Plus, I have to be honest, I’ve never heard of Lake Bell before, so now I’m wondering how many times I’ve seen her in other stuff and assumed it was Idina Menzel.
Anyway, the Dwyers aren’t settled into their new digs for more than a few hours when rebels storm the city, overrun the police and military, and start rounding up and shooting Americans/Brits/Aussies, various others they’ve identified as foreign devils.
It’s up to Jack to save his family as the Dwyers manage to stay just a few steps away from being slaughtered throughout the entire film.
People who are used to Owen Wilson being that happy go lucky, laid back mellow dude will be surprised to see him in this role. He still is that “dude” but this movie asks us to consider all the terrible things we might do to save our families, from taking a drastic chance that they’ll survive being thrown across a large gap between rooftops (note in real life they won’t) to beating a man to death who refuses to keep quiet.

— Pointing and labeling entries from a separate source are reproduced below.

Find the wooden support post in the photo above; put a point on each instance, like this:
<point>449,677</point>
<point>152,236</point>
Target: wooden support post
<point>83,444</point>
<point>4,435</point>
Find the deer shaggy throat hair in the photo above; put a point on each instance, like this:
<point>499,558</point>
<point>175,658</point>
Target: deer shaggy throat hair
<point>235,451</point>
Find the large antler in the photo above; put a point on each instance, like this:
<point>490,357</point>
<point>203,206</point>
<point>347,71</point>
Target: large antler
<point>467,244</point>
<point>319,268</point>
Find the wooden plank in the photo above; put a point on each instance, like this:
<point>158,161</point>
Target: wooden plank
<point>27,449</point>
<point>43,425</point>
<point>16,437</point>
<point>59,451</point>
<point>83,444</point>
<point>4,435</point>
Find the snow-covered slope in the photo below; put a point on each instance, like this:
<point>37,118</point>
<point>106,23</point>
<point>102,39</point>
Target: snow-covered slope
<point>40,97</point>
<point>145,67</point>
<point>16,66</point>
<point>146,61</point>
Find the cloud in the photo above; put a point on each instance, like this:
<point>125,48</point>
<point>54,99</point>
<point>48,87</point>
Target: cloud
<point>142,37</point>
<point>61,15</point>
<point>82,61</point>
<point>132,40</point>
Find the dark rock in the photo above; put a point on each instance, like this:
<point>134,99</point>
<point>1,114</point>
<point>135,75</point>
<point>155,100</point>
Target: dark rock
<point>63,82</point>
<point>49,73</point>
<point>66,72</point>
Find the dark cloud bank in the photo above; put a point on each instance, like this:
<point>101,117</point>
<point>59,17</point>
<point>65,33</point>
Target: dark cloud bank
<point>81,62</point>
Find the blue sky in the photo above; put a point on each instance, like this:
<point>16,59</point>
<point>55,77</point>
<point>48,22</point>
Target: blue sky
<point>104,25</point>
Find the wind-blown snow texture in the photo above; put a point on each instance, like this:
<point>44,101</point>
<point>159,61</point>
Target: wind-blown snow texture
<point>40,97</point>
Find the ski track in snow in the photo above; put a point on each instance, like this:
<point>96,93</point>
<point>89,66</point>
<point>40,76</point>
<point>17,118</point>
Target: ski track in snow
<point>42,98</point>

It’s like Dupree but with killing.
You, Me and Dupree. God that movie sucked. Don’t even get me started on Drillbit Taylor. All is forgiven though, Owen, you’ve really redeemed yourself with this one.
Pierce Brosnan rounds out the cast as Hammond, a British badass adventurer type who comes to the Dwyer’s aid. He’s a bit mysterious but we’re alerted to his badassery early on when he informs Jack’s kids that he extracted the tiger tooth he’s wearing on a necklace from an actual tiger.
Reviewers have referred to this movie as “stressful” and it is. The stakes are high. We’ve seen a lot of super hero movies this summer with cartoonish violence. I’m not knocking them. I love them. But when a movie focuses around whether a family with two little kids is going to make it or not, it becomes a lot more real than, say, whether or not Iron Man’s suit gets a dent in it.
Love the comic book movies, but it’s good to see that Hollywood hasn’t completely forgotten that action can happen to the non-caped as well.